Ik knik en probeer de hoop in haar ogen te negeren. Ik wil haar de belofte niet horen uitspreken, niet wanneer het mijn hart is dat op het spel staat. Dus buig ik voorover om haar lippen nog een laatste keer te vangen.


Ze glimlacht in onze zoen en het is genoeg voor me om me in te beelden dat die dag er misschien toch zal komen.

Ik maak me los uit onze omhelzing knik dan naar Marith. Haar ogen glanzen van de tranen terwijl ze Joseph tegen zich aantrekt. Toto zit aan Josephs voeten en kijkt triest naar me op. Joseph lijkt het te merken, en geeft de hond een lichte duw.

"Ga met haar mee zodat ze niet alleen is."

Ik mompel een stille sorry, mijn woorden nog vers in mijn geheugen, maar hij zwaait het weg en glimlacht voorzichtig naar me. Mijn hart maakt een dankbaar sprongetje terwijl Toto mijn kant opkomt. Het lucht me op om te weten dat ik niet alleen zal zijn aan de andere kant van de Omwalling. Of toch minder alleen. Mijn hart trekt pijnlijk samen wanneer ik mijn blik nog een laatste keer over Mariths gezicht laat glijden, klaar om elk detail in me op te nemen zodat ik het kan onthouden. Ze gunt me een triestige glimlach, maar houdt me niet tegen.


Ze zwaaien me uit en het beeld is zo ontroerend dat ik bijna niet vertrek. Ik maan mezelf echter aan om sterk te zijn en zwaai terug naar hen voor ik het lef verlies. Ik kom in beweging en kijk niet meer achterom. Ik passeer mensen, dood en levend, maar negeer het gekerm. Ik kijk niemand aan, bang dat mijn schuldgevoel me zal opslokken nog voor ik hier weer buiten ben.

Marith gaat hen allemaal redden.

Het biedt me de houvast om verder te stappen, tot ik de immense muur bereik. De doorgang is leeg en verlaten, en er is niemand aanwezig om me tegen te houden.
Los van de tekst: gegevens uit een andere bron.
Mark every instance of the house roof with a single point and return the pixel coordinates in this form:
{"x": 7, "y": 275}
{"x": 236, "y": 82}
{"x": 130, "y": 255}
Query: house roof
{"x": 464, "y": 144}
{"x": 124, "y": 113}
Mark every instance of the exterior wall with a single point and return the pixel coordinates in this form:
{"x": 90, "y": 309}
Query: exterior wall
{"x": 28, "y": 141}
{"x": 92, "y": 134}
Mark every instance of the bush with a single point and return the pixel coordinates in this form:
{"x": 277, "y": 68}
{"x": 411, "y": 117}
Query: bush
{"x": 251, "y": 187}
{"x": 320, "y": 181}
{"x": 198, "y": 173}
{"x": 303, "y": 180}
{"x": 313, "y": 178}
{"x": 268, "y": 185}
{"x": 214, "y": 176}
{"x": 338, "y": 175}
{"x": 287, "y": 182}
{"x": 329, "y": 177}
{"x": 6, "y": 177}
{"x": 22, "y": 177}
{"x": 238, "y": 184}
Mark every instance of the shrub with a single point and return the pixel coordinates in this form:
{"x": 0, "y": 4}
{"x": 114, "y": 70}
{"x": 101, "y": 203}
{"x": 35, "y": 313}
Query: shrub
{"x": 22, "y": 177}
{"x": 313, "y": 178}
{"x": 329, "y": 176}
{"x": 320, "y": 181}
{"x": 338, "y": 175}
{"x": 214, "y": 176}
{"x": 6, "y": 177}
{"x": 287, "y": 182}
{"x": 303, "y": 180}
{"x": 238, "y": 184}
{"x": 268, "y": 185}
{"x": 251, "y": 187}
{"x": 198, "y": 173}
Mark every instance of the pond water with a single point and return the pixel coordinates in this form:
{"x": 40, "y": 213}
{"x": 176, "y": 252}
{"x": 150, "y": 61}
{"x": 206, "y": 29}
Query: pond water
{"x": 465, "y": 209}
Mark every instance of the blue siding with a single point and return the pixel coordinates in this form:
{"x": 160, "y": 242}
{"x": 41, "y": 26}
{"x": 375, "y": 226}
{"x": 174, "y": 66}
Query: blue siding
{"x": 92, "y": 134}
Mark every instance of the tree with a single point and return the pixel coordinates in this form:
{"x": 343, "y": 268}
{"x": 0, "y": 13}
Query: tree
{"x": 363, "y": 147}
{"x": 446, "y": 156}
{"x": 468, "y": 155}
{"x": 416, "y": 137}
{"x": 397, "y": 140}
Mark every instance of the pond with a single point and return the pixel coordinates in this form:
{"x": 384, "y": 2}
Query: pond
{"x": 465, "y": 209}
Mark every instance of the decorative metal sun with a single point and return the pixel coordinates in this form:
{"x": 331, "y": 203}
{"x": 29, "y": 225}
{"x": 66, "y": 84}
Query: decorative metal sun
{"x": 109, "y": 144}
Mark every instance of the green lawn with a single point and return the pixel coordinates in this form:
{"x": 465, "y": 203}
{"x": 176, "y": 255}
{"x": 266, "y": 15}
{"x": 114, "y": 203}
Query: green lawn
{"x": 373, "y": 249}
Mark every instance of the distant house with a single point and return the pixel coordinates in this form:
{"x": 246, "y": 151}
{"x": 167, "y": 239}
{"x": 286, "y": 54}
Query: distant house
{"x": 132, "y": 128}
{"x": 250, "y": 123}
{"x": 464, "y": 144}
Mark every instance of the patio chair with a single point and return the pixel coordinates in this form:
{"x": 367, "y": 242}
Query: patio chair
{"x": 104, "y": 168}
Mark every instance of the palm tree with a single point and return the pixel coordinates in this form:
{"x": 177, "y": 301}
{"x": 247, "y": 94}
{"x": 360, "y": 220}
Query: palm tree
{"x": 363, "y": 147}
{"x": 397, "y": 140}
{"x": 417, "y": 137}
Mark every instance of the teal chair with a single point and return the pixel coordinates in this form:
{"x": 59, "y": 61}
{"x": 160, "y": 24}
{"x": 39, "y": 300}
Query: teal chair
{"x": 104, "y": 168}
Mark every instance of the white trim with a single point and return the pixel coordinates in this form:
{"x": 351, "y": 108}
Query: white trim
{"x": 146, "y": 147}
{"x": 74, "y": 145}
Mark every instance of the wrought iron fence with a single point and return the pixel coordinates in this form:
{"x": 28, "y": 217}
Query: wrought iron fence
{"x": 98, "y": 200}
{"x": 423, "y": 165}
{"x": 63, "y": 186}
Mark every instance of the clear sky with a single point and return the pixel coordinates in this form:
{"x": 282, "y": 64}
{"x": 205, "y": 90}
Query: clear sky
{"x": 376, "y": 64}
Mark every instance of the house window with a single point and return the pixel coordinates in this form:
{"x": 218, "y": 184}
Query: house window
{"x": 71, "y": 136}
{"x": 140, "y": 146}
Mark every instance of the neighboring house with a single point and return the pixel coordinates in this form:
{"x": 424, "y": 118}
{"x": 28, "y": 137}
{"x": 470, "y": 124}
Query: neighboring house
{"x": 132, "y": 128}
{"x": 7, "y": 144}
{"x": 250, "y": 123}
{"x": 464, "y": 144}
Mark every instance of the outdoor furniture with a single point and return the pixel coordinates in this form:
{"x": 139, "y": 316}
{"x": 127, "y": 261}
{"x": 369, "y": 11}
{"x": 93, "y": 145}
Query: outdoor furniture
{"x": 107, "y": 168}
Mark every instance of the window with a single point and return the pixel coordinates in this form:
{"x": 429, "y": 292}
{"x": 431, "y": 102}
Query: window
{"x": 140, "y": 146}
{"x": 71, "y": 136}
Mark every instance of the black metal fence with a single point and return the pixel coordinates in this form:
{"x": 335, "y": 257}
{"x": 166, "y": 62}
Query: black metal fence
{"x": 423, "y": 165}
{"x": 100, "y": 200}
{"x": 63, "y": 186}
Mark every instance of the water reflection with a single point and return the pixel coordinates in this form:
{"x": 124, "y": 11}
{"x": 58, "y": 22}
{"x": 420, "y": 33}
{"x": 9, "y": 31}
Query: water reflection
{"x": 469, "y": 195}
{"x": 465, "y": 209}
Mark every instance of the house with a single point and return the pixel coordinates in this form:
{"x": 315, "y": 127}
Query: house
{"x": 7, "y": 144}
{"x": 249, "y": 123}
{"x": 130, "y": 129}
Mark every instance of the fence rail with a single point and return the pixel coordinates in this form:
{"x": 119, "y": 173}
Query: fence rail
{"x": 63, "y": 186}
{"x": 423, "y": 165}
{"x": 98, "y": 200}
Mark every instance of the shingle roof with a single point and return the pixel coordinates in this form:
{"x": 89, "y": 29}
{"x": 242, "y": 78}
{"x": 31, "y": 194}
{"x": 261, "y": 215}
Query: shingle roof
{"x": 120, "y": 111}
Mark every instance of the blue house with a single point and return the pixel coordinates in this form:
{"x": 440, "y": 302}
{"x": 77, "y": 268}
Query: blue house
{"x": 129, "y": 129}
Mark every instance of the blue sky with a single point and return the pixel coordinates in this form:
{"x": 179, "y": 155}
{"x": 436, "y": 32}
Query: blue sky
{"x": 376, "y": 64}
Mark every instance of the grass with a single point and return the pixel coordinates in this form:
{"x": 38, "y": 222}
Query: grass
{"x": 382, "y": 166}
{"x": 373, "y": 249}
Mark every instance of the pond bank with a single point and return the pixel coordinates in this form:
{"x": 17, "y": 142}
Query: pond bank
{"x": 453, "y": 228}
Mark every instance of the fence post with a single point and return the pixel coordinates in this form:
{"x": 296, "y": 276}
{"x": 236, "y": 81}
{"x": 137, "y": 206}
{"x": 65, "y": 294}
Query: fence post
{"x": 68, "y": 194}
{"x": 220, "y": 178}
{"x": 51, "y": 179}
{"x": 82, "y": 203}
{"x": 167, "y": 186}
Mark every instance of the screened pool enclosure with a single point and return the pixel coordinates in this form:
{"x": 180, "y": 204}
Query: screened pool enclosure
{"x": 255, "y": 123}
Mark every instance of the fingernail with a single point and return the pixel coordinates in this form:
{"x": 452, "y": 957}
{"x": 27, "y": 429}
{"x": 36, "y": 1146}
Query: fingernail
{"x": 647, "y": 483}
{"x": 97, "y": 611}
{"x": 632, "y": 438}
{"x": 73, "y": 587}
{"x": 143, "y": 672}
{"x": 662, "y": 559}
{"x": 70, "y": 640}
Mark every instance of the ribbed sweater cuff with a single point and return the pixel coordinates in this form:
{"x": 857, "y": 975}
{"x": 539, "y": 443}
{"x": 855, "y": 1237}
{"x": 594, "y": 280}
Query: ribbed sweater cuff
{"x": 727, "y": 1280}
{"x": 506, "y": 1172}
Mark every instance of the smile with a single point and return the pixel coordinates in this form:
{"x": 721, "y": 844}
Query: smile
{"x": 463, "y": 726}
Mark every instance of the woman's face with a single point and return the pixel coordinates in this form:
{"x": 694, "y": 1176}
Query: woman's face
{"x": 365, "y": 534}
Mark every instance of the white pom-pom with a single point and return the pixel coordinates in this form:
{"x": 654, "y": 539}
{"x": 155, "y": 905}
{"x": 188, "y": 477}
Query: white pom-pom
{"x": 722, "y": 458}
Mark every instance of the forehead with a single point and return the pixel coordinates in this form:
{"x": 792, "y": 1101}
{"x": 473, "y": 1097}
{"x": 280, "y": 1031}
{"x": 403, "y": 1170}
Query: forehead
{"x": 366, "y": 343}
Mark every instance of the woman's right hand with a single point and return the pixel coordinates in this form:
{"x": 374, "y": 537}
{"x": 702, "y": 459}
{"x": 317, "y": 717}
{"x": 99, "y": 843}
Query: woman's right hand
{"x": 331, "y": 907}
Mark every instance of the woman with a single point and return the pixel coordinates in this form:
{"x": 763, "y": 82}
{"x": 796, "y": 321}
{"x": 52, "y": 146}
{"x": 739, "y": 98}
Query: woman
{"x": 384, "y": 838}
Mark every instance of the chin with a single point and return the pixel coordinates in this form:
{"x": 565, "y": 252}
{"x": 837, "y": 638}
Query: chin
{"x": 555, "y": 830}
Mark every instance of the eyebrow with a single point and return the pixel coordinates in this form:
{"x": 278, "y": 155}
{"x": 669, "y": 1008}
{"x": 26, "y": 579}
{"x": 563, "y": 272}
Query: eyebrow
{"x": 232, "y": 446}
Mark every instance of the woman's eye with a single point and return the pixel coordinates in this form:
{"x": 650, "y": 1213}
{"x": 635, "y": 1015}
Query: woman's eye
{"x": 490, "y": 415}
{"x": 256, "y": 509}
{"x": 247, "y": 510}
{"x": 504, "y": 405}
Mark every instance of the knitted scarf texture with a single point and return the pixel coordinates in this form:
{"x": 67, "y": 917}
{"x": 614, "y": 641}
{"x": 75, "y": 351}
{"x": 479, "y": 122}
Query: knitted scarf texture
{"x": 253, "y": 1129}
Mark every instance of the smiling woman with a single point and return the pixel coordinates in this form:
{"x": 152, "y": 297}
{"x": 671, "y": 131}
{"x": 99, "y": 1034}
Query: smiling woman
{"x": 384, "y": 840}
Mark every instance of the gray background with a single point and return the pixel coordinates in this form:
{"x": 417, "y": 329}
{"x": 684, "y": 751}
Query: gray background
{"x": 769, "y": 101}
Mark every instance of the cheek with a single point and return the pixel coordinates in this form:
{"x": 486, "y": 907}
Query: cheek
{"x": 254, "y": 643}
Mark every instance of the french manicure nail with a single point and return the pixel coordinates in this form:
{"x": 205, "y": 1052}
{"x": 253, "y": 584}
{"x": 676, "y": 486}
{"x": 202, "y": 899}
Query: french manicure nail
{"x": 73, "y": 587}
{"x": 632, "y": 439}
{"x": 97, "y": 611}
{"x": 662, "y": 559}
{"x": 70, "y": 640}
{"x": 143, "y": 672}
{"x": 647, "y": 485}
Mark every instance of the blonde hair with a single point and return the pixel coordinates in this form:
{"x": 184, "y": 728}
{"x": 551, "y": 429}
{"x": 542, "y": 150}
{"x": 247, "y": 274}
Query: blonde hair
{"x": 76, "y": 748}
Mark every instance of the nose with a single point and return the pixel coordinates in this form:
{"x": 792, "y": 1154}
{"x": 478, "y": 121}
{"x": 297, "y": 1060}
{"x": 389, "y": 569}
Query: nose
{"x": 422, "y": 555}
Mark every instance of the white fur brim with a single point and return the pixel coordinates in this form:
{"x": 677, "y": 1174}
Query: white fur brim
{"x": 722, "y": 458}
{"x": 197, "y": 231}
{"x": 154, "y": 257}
Toto kijkt naar me op, zijn ogen warm en vriendelijk en ik knik naar hem terwijl ik zonder aarzelen door de poorten wandel.

Ik ben eindelijk vrij.

Ik wandel naar buiten met mijn blik strak voor me gericht. Achter me wordt de muur kleiner en kleiner. Het doet me minder dan ik verwacht had, maar eigenlijk is het niet eens zo'n grote verrassing. Nirva heeft me immers niets meer te bieden.

Nirva's lot ligt nu in Mariths handen, in plaats van in de mijne.